While multi-brand luxury retail is still in its infancy in India, stores like Saks Fifth Avenue, Neiman Marcus, and Nordstrom in the US often offer markdowns (heavy discounts) on their
seasonal products (e.g., Winter Collection garments) to drive sales. By offering markdowns, luxury retailers can increase sales (known as Sales effect), but it can also cause a lack of exclusivity and reduce consumers’ willingness to buy (known as Snob effect) since luxury customers pay for uniqueness. At the same time, foresighted customers might wait for deep discounts to buy (known as Strategic effect). Because of the interaction between these various effects, the real impact of markdowns on sales and profits of luxury retailers is hard to determine. A study uses a game-theoretic approach to to answer the question: Should luxury retailers offer markdowns on seasonal products?
The study estimates that even though it is counter-intuitive, customers’ exclusivity-seeking
behaviour is the reason luxury retailers opt for markdowns. They ration the products and sell less than the demand (also known as inducing a buying frenzy) to increase buyers’ willingness to pay a higher price for exclusivity during the initial selling period. The desire to be part of a small group of consumers convinces buyers to pay a high price. Then, in the next selling period, the retailer offers a marked-down price and a larger number of pieces for sale.
Interestingly, this behaviour of retailers is more pronounced when the proportion of high-value customers is neither too high nor too low. These high-value customers, who are exclusivity-seeking, are willing to pay full price and buy during the first selling period despite knowing about markdowns in the second period. So, in the second period, the retailer can target low-value customers by reducing the product’s exclusivity and offering a larger volume for sale at a lower price, which increases overall sales and profits despite a lower margin.
For example, a retailer might sell a Diwali-themed leather handbag for ₹ 12,000 at first and
offer only a dozen pieces for sale. High-value customers would be willing to pay that price to be among the very few owners of the bag. Then, in the next selling period, the retailer might mark the price down to ₹ 8000 and offer 50 pieces for sale to low-value customers who are not so particular about the exclusivity of the handbag.
The study also estimates that the impact of strategic thinking by buyers affects profit less as the number of exclusivity-seeking customers increases. However, this does not mean that the retailer can ignore the strategic effect of forward-looking buyers. Ignoring it can be costly and can lead to a fall in profits by up to 45%.
The study has relevant insights for luxury retailers looking to increase sales. As a rule of
thumb, they can use markdowns in the second period of selling, especially for “masstige” brands (brands considered prestigious but less rare and more affordable, e.g., Calvin Klein). Globally, over half of luxury shoppers buy a luxury good only when it is marked down. So, it makes sense to use markdowns on certain products to drive sales.

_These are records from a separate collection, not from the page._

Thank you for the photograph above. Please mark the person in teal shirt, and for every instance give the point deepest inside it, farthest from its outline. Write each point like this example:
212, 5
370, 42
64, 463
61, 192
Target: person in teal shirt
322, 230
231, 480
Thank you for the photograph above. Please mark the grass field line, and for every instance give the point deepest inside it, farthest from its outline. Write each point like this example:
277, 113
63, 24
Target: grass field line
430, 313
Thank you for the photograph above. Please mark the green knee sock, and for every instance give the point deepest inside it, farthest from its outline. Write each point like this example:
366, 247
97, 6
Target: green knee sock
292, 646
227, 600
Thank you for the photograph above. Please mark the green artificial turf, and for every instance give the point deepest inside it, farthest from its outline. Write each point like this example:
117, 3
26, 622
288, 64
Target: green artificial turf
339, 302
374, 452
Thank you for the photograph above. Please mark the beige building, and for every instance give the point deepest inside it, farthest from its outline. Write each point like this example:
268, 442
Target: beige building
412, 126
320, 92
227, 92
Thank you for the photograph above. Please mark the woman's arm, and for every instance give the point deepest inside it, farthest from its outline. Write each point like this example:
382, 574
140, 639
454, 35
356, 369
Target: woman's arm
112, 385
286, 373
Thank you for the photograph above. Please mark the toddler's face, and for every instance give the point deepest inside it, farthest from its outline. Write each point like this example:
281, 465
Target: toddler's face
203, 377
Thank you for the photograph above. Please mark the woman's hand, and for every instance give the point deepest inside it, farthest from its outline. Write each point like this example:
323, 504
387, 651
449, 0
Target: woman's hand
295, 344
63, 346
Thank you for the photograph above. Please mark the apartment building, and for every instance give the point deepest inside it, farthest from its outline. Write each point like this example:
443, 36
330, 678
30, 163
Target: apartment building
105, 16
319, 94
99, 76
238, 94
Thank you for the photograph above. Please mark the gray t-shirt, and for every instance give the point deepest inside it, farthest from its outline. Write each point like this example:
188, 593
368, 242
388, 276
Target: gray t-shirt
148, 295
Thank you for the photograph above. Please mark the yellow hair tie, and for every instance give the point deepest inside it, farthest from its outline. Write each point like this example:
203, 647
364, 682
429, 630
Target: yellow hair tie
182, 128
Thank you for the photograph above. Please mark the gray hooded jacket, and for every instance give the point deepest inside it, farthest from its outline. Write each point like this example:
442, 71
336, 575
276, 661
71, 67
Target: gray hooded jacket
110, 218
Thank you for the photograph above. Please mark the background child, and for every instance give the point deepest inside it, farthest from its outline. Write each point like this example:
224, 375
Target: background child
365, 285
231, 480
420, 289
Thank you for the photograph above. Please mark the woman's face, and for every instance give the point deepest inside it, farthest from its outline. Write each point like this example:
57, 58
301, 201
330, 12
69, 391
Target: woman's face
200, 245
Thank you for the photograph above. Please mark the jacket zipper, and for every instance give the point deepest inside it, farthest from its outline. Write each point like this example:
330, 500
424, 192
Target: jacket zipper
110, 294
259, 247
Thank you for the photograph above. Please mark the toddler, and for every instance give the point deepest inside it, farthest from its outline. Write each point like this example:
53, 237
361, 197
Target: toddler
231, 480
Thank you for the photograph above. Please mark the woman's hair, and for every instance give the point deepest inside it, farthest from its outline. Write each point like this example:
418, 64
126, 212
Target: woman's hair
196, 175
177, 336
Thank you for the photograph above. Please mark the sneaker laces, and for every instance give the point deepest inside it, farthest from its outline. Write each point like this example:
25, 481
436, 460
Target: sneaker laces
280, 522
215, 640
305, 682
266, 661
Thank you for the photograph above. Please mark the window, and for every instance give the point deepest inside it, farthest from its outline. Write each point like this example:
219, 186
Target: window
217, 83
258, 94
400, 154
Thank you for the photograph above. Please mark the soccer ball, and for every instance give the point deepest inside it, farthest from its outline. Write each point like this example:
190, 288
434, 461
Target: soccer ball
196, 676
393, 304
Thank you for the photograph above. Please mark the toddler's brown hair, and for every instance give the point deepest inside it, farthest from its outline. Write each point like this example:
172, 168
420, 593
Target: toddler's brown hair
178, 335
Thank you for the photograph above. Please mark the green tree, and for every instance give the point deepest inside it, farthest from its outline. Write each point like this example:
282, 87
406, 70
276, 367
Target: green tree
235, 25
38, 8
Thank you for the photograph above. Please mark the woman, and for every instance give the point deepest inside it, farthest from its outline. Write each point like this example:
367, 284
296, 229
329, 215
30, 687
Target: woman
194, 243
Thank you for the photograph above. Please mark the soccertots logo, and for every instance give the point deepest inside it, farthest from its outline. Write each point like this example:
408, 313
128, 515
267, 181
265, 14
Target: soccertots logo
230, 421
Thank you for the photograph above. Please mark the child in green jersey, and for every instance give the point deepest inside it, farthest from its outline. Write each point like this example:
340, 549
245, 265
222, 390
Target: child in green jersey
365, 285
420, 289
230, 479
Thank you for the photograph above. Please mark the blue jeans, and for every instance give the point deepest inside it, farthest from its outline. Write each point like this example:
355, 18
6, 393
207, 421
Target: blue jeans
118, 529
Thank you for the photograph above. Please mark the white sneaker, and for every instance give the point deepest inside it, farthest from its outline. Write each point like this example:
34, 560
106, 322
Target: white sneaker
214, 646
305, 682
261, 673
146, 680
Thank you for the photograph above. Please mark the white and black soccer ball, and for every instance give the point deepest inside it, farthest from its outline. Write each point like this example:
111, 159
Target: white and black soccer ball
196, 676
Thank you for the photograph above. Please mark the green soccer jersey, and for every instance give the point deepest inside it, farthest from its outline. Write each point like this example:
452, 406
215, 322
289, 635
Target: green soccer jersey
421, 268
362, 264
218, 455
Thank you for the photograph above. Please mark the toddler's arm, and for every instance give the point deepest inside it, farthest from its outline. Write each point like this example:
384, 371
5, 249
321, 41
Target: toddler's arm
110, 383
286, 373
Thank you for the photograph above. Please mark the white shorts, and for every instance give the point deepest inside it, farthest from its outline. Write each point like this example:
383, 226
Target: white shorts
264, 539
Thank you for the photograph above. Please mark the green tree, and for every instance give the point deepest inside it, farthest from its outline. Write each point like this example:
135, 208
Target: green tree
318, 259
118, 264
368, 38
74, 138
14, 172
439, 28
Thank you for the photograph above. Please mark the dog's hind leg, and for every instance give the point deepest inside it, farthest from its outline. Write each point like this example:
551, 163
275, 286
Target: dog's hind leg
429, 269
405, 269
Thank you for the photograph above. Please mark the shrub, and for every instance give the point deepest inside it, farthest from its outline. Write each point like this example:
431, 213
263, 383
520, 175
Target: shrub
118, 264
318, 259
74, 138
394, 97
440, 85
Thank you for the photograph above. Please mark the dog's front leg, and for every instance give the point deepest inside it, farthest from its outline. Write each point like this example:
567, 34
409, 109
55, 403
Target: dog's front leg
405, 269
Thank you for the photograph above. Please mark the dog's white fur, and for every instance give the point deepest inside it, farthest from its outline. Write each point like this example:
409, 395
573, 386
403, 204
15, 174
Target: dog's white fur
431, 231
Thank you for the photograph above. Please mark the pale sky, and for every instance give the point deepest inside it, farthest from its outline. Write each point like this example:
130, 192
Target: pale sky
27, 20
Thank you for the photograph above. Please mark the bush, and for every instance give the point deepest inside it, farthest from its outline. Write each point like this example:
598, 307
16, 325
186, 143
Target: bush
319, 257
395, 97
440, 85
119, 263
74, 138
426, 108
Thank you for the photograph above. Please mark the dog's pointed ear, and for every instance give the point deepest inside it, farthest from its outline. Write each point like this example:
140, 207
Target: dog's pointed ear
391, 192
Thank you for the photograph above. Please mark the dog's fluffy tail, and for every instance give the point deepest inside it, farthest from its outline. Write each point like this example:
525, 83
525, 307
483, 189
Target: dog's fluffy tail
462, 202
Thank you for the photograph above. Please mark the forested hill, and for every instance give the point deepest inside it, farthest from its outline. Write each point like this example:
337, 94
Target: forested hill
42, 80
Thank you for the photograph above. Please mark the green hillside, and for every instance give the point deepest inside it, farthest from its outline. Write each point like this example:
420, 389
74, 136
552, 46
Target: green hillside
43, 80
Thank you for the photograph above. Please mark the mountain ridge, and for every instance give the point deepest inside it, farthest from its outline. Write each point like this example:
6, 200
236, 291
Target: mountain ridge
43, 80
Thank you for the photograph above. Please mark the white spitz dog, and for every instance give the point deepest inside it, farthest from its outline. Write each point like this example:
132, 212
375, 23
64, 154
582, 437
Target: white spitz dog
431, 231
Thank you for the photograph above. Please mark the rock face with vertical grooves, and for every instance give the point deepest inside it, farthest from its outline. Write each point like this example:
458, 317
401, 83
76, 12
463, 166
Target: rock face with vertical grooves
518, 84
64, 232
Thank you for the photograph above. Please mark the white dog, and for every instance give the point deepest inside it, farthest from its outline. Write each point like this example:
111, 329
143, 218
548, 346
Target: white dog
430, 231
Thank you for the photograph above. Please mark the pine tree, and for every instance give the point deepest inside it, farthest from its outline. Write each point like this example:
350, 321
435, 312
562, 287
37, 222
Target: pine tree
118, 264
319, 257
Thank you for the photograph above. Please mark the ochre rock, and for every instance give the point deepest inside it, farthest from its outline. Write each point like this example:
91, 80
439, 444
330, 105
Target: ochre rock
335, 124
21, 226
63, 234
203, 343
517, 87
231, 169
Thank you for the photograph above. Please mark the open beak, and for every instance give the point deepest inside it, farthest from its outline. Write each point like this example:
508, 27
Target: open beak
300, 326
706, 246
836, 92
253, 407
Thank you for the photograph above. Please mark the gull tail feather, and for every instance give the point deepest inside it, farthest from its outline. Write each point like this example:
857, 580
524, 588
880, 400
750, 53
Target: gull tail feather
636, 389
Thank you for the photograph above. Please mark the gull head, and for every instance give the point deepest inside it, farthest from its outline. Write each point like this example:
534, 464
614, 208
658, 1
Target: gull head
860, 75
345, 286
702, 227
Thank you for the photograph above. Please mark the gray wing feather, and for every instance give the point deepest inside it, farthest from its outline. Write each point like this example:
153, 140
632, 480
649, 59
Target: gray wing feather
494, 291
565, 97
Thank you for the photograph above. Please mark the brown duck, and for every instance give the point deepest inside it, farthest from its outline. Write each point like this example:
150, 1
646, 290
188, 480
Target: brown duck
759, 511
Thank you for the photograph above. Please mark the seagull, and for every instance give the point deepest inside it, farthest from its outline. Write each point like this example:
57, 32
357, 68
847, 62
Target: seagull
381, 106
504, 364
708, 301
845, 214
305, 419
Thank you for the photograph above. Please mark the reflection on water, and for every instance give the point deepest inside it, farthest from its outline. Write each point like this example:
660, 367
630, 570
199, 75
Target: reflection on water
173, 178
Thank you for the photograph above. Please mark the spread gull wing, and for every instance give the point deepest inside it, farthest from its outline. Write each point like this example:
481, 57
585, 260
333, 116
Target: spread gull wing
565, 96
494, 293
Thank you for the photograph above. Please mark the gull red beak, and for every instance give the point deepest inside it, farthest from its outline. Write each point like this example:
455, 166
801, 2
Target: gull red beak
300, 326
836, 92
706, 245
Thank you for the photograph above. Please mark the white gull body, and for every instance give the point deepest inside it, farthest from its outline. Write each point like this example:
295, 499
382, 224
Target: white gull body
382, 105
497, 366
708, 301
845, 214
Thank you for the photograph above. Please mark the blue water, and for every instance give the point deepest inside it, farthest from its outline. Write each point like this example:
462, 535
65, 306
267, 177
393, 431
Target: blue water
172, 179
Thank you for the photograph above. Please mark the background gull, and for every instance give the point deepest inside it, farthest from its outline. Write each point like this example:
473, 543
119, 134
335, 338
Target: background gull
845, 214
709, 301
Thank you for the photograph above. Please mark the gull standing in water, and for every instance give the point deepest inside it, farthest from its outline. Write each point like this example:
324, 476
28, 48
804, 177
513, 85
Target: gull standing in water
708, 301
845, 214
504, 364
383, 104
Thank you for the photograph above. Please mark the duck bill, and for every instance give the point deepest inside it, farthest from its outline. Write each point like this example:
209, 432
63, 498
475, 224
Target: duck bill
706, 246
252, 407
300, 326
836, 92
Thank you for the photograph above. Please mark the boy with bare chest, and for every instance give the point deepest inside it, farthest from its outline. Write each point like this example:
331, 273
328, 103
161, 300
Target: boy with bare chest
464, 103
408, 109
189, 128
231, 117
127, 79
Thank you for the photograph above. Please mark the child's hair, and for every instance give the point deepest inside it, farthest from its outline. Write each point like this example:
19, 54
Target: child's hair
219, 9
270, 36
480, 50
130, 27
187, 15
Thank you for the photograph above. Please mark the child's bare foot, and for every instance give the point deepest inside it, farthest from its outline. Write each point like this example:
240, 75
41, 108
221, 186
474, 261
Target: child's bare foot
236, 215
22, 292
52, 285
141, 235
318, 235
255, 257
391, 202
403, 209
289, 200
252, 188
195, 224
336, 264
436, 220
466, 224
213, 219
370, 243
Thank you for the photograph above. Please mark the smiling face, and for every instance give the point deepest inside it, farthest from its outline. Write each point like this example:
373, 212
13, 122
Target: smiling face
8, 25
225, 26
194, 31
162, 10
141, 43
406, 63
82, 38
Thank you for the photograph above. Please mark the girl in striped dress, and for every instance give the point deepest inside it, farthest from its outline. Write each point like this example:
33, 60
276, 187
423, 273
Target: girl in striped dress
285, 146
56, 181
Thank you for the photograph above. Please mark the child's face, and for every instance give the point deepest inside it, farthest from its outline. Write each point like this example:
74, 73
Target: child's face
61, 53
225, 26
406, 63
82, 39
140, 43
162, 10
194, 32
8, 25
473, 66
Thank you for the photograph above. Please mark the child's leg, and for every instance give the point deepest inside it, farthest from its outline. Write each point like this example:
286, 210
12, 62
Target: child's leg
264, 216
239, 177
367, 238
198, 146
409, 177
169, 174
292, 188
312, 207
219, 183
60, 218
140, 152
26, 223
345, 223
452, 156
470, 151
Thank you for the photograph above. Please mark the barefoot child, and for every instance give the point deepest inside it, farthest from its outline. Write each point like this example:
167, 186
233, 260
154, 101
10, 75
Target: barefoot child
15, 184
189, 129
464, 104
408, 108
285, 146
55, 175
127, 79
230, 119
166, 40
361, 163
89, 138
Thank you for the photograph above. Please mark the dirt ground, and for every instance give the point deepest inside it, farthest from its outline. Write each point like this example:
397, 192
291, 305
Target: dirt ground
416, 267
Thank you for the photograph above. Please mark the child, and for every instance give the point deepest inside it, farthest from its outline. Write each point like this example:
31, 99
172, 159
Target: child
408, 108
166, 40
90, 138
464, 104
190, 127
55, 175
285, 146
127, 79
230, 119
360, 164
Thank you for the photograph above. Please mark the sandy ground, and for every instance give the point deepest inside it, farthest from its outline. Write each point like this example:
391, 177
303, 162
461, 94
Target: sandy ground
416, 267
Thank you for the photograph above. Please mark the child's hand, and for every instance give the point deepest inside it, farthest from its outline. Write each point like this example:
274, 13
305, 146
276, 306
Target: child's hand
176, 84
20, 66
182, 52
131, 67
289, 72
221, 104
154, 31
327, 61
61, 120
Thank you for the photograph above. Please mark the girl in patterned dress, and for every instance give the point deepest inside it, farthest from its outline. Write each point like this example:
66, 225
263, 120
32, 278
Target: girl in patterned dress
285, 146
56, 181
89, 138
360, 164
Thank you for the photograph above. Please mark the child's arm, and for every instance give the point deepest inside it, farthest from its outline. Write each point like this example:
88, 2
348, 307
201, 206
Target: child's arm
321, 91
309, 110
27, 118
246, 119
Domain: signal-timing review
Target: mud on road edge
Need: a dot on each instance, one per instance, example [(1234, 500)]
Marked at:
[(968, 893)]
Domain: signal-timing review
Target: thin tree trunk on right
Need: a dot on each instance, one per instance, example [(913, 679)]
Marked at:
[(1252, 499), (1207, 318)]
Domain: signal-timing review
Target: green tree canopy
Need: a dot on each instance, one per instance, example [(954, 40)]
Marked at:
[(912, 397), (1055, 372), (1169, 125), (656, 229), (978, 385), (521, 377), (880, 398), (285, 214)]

However, luxury retailers also need to consider the number of customers looking for
exclusivity. If there are too many high-value customers who want high exclusivity for a certain product (e.g., fur coat), then they can avoid markdowns and sell only at full price. For such products, they can implement rationing to induce a buying frenzy. They can create waiting lists or introduce limited edition products to this effect. Balancing customers’ need for exclusivity and their willingness to buy more during markdowns will allow luxury retailers to make maximum gains.
The study, while promising significant insights for luxury retailers, looks at only the short-term
impact of markdowns. It does not consider the long-run impact of markdowns on consumer valuations of the brand. Given the importance of brand value for luxury goods, it is important not to extrapolate the estimates of this study to the long term to avoid risk of brand value erosion.